Personally I didn’t like the fact that the game is played by shifting a curser rather than solely aiming with the gun itself. I think many of the games problems come from the Peacekeepers lack of sights: The programmers were not able to write suitable code for the calibration, as they were unable to aim without sights. Thus the inclusion of a cursor was necessary. The cursor made the game much too easy and therefore the hit boxes are small, shots have a latency and the enemies are often placed rather far away at the background in order to provide somewhat of a challenge. Even if the player fixes the sights and calibration situation, the hit boxes, the latency and enemy placement hinder the experience. The solution would have been a mode which hides the cursor and increases the hit boxes. I imagine the effort to do so would have been small. One could argument that everything is done intentional as the guns wielded inside the game don’t have sights eighter. But I am skeptical and assume that the responsible staff didn’t know a lot about firearms and was not willing to do some quick research.

The video quality is not very good. I understand that the MPEG-1 encoding was used because of the limitations of this 1992 console and a comparison to the Sony PlayStation is not fair. But what bugs me is that the video seems got compressed to a CVBS like format prior encoding as can be seen in artifacts such as rainbows. The videos were cut together badly as there are holes in the logic of the story of the game which were not present in the two episodes the game is based of. For example Hulk talks about saving his daughter before he even knows that she is in danger. Luckily the two episodes are included to the game as a separate VCD.

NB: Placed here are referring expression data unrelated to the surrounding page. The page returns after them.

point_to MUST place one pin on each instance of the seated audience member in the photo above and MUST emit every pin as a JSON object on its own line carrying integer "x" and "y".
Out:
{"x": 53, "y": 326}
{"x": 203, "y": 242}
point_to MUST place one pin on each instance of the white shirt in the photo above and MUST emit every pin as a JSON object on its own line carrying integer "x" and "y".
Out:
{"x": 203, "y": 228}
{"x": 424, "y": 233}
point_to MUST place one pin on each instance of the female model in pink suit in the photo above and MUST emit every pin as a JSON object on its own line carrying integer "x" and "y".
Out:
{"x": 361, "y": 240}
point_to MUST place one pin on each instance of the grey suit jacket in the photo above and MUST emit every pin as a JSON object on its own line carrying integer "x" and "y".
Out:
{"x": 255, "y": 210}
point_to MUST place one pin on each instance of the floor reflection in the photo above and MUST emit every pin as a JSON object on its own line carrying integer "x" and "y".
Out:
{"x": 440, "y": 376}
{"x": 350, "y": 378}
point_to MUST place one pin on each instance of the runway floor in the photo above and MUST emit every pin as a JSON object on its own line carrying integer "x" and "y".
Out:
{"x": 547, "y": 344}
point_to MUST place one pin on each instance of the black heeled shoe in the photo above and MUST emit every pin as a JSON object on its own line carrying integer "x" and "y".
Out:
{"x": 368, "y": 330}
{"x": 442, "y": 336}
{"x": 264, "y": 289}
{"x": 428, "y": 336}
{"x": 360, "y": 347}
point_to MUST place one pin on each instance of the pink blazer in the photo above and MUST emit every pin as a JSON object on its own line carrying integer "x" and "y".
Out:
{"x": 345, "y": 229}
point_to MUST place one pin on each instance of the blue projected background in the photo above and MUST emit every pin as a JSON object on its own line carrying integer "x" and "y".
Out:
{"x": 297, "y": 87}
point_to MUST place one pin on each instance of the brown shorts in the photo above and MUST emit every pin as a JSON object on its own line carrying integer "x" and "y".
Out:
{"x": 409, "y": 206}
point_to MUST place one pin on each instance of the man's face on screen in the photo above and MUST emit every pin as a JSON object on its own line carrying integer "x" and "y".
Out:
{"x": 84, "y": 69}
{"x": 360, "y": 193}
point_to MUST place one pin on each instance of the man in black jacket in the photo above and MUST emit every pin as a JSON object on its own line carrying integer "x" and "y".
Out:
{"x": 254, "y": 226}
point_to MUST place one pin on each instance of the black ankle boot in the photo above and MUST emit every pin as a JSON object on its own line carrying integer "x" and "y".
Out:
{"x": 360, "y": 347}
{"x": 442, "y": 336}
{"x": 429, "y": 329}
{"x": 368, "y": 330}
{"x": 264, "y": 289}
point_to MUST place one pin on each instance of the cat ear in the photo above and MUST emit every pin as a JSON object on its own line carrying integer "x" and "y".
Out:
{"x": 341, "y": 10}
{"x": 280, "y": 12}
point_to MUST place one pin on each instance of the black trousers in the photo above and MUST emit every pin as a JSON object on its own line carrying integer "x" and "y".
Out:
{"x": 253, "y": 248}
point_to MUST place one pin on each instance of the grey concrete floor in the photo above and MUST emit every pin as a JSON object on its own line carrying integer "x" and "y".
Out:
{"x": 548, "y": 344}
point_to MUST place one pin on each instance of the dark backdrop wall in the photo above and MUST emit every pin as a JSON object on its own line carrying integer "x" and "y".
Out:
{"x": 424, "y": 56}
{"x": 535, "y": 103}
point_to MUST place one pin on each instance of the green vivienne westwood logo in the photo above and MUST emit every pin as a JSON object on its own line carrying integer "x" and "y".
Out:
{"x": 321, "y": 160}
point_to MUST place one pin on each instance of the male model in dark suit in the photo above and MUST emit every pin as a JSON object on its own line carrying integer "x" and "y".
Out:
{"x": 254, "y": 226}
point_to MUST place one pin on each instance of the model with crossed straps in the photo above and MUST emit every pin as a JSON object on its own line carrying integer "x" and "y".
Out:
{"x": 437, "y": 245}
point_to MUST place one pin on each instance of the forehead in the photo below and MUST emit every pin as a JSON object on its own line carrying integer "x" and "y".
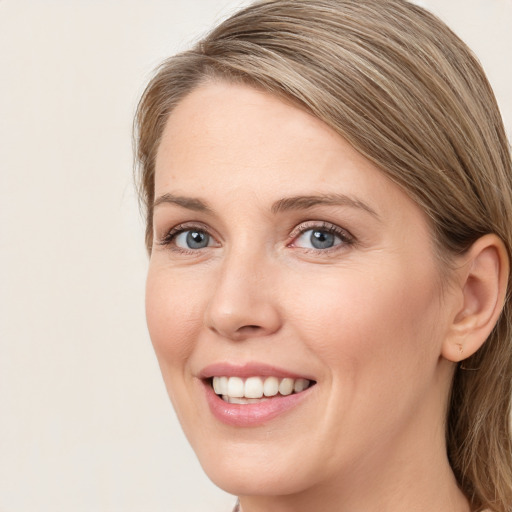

Surprisingly enough I have to admit that I like the game and that I had a good time playing it. I like its cheesiness and I found it funny being reminded of that strange TV show I never liked. I felt encouraged enough to trigger all 5 possible endings.

The cover is a badly made rushed montage of non matching, unrelated objects but nevertheless somewhat pleasing. Ironically it is therefore perfectly suited for the video game it contains.